We made the turn. The street was lined on both sides with parked cars and only dimly lit. There were single-family homes on both sides of the street. A block ahead I could see the twenty-foot wall of the raised freeway. The tops of cars and trucks were crossing up there left to right, heading west and out of the city.

“This is residential and it’s too dark,” Rachel said. “Who picked this street?”

“It was the best we could do on short notice,” Amin said. “It’ll work.”

I turned to look out the back window and saw headlights sweep across the roadway as a car slowly made the turn and followed us onto Tyrone.

“There he is,” I said.

Rachel glanced back and then forward, obviously better versed in this maneuver than I was.

“Where’s the cutoff?” she asked.

“Coming up,” Amin said.

I scanned through all the windows, wondering what the cutoff meant. Just as we passed an opening on our right I saw the lights of a car backed into a driveway flash on. The car then lurched into the street behind us and stopped dead in front of the tail car, creating a barrier between us and the tail.
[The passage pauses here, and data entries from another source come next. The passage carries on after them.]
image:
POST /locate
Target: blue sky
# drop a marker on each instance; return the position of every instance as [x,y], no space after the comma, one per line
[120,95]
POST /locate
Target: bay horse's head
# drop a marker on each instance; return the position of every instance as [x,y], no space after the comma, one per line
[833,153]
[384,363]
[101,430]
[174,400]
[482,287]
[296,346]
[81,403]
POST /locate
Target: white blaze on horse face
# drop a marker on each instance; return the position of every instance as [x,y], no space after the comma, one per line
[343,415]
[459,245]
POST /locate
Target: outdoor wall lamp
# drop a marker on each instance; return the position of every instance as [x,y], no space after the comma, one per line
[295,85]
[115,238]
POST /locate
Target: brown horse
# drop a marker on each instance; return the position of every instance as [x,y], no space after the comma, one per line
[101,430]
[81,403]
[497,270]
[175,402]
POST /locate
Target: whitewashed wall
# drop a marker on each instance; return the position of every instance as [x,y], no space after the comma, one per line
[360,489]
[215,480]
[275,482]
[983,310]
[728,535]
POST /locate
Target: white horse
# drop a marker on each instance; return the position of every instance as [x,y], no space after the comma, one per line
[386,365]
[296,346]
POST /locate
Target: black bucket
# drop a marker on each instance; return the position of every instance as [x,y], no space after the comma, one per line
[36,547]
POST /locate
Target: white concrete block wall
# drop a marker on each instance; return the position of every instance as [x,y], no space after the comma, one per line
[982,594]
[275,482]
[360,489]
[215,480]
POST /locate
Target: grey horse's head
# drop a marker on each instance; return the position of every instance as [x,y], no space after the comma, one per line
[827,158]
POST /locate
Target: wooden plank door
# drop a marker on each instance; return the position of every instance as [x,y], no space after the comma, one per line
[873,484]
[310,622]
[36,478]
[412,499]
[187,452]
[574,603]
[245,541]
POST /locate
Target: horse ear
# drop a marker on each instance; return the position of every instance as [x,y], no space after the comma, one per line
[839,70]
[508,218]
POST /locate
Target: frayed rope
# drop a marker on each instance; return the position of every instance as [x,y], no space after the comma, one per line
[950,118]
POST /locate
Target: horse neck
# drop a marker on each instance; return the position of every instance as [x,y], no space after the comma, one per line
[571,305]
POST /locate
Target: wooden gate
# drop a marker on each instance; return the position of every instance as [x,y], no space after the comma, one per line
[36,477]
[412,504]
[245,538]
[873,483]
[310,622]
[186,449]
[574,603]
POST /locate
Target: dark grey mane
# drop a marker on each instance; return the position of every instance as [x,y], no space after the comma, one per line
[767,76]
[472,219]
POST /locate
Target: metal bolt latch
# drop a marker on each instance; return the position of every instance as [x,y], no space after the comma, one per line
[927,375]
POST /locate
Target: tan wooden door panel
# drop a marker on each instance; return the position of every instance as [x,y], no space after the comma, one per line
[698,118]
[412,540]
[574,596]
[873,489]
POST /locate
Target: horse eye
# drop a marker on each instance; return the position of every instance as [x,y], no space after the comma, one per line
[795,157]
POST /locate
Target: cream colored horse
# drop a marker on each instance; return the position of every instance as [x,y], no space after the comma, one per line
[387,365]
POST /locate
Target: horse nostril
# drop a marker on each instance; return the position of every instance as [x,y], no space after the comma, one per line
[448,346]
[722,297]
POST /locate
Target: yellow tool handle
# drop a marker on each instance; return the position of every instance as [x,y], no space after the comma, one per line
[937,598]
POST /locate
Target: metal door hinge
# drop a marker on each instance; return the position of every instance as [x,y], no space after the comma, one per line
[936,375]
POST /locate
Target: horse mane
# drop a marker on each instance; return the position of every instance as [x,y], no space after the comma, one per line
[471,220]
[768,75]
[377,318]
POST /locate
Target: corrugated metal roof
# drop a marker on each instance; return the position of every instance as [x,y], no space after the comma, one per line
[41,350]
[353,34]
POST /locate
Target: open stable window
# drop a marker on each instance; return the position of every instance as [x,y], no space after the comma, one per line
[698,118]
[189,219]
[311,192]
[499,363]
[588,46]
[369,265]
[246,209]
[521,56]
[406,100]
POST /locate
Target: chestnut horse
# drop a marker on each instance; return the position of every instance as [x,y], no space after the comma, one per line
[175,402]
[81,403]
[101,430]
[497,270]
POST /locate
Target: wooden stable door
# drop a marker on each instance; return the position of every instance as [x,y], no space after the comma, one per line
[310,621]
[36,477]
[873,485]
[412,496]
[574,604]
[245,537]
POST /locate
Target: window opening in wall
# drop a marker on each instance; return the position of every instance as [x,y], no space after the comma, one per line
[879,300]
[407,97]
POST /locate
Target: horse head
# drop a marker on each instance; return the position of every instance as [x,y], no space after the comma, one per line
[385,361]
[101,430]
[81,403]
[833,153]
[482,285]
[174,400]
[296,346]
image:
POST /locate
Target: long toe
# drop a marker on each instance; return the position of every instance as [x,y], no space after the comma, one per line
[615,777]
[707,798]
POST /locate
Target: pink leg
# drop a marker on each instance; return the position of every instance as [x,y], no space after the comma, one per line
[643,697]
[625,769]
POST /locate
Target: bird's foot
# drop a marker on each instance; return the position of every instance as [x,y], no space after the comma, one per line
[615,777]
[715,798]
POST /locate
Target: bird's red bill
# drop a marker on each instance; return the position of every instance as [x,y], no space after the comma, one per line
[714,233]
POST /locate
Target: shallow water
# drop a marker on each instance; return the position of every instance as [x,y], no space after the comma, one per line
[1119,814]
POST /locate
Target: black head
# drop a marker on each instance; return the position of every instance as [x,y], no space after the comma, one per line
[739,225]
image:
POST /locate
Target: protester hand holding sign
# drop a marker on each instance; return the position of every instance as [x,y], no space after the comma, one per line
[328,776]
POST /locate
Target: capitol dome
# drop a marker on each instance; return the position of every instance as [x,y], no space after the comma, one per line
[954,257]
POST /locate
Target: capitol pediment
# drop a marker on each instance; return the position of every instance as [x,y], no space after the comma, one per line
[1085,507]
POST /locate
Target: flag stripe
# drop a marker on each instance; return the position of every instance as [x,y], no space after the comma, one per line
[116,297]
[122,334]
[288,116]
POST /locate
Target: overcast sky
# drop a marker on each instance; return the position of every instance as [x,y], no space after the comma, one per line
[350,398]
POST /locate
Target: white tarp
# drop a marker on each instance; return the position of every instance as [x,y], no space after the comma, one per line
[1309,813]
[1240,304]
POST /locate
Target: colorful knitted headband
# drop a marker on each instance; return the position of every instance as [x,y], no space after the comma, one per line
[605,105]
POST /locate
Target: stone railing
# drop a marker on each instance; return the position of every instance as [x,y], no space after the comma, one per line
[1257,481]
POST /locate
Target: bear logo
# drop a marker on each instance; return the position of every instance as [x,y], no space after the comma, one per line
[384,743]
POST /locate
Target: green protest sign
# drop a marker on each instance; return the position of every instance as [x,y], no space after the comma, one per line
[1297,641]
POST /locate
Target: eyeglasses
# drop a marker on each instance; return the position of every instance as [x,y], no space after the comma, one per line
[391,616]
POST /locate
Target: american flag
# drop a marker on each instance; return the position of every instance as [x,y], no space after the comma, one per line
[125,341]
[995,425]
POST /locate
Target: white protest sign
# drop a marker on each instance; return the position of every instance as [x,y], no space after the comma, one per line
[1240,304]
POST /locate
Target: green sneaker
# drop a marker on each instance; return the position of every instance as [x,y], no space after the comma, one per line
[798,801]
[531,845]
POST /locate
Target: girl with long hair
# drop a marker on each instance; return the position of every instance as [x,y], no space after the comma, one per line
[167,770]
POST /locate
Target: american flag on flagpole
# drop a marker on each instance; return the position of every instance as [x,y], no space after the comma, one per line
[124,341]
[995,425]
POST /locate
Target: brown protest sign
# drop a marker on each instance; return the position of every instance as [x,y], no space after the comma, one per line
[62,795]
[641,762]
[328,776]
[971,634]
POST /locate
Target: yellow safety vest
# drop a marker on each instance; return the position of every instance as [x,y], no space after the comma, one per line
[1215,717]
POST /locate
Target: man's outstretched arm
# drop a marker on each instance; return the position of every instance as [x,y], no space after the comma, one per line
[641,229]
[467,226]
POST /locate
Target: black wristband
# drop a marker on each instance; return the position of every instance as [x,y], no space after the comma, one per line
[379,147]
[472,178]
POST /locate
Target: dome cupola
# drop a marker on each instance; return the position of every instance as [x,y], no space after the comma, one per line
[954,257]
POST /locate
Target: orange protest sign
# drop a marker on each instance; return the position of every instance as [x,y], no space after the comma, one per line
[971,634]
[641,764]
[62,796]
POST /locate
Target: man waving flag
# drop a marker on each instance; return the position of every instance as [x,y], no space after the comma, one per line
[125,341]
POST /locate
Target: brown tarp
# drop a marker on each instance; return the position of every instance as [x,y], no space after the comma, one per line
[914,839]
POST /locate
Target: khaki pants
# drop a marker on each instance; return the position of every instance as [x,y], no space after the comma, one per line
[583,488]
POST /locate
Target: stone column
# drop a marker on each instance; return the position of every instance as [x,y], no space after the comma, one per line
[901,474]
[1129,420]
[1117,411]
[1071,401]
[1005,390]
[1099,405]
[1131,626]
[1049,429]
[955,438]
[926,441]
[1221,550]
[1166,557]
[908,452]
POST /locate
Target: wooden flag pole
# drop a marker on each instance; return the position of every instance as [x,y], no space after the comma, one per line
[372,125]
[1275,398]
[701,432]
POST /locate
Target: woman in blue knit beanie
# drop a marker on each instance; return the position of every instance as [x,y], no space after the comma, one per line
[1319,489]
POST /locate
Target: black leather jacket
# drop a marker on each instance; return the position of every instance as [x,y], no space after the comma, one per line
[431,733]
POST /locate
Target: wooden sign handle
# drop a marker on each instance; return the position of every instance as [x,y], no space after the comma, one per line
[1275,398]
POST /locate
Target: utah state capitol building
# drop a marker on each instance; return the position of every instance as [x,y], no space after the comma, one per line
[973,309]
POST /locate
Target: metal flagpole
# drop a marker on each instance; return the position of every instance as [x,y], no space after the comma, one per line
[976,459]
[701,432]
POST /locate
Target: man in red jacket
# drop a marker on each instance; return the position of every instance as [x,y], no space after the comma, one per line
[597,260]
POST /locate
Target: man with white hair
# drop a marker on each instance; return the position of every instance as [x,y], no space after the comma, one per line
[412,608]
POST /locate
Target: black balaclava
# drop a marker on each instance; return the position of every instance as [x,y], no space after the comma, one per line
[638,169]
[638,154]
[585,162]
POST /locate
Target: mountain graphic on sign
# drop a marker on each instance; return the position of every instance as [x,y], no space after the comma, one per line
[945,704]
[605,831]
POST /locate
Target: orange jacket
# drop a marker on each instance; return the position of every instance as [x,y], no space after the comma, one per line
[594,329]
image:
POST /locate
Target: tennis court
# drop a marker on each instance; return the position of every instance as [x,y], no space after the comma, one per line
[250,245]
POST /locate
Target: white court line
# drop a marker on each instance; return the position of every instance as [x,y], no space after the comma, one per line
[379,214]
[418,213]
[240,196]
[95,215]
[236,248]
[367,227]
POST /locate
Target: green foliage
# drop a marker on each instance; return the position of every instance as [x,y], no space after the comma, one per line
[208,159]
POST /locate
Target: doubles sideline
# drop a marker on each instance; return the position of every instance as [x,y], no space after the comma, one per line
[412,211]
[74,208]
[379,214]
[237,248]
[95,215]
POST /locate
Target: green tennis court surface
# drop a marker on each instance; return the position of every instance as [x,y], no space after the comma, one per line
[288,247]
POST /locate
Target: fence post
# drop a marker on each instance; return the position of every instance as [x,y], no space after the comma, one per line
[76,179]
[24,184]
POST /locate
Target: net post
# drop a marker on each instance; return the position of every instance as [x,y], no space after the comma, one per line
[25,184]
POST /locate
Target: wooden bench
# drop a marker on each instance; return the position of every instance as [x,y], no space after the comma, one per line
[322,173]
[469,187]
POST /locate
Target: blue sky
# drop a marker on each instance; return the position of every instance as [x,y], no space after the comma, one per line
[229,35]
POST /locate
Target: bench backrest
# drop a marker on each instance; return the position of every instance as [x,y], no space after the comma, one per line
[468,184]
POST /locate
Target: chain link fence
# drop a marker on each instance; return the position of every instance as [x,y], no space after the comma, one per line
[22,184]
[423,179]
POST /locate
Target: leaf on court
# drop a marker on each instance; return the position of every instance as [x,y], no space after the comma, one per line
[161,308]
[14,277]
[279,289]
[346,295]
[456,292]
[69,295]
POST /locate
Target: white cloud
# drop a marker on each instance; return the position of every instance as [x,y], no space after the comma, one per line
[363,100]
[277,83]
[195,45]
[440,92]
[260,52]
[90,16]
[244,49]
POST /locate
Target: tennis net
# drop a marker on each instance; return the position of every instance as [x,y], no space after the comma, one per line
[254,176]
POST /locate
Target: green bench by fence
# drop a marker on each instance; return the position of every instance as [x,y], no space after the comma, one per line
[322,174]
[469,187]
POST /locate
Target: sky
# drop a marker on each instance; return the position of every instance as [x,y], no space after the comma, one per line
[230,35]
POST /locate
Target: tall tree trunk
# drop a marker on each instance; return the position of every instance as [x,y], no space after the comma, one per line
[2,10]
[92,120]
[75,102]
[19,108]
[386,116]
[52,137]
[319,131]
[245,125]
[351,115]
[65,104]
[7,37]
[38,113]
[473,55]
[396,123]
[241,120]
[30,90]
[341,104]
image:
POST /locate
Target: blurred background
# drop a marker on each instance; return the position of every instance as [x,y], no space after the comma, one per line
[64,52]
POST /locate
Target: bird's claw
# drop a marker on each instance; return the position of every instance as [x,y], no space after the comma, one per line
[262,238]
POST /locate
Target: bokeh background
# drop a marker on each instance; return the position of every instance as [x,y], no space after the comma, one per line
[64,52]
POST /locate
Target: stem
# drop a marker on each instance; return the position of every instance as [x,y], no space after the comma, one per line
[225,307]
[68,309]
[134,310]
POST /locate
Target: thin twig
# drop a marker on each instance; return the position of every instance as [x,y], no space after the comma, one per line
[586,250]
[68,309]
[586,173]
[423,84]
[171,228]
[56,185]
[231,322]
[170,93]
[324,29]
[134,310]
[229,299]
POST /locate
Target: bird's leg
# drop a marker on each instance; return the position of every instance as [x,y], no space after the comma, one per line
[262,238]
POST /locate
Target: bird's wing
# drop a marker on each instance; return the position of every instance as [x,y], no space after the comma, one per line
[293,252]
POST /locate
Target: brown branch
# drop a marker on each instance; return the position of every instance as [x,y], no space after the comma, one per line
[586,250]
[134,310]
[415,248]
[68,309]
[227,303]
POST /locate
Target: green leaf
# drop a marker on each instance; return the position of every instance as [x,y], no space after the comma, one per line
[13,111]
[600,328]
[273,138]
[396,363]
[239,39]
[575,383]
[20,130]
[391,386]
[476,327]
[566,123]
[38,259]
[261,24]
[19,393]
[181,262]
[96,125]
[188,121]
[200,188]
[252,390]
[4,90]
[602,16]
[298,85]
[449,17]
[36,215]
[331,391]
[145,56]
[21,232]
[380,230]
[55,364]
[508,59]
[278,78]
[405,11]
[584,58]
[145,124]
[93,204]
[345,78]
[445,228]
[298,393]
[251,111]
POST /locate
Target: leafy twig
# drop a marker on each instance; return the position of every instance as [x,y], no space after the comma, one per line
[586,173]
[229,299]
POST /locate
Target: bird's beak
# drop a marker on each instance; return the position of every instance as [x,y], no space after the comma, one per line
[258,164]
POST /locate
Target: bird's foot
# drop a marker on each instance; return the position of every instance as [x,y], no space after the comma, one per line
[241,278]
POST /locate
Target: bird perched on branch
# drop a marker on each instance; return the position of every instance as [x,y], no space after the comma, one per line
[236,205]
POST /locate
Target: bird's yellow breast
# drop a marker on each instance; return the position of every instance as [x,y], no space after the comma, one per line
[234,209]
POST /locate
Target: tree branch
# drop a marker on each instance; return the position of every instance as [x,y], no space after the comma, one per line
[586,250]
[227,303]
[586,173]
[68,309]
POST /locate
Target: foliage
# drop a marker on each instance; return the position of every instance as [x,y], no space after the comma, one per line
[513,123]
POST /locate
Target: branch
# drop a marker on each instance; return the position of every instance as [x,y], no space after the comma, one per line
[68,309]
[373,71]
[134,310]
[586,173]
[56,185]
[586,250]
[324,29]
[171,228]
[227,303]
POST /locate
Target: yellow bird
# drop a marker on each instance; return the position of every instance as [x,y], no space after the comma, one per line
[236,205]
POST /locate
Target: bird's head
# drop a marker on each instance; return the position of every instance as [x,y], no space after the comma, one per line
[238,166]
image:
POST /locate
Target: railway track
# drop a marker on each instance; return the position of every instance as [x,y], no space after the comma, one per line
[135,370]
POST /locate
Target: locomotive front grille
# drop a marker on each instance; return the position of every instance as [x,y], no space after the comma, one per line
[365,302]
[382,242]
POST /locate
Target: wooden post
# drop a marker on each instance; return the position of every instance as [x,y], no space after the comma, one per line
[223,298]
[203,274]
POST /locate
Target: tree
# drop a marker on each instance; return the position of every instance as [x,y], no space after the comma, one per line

I watched it all through the back window. Simultaneously, another car pulled from a driveway behind the tail car, boxing it in.

I saw agents tumble out of the two passenger-side doors of the first car and take cover behind the front of it. I assumed the same happened with the car on the other side of the box.

Amin kept driving, putting more distance between us and the takedown operation.

“Stop here!” Rachel yelled. “Stop!”

Ignoring Rachel, Amin started to bring the van to a slow stop as we reached the terminus of the street at a fence that enclosed the concrete aqueduct known as the Los Angeles River. Rachel was reaching for the release on the side door before he brought it to a halt.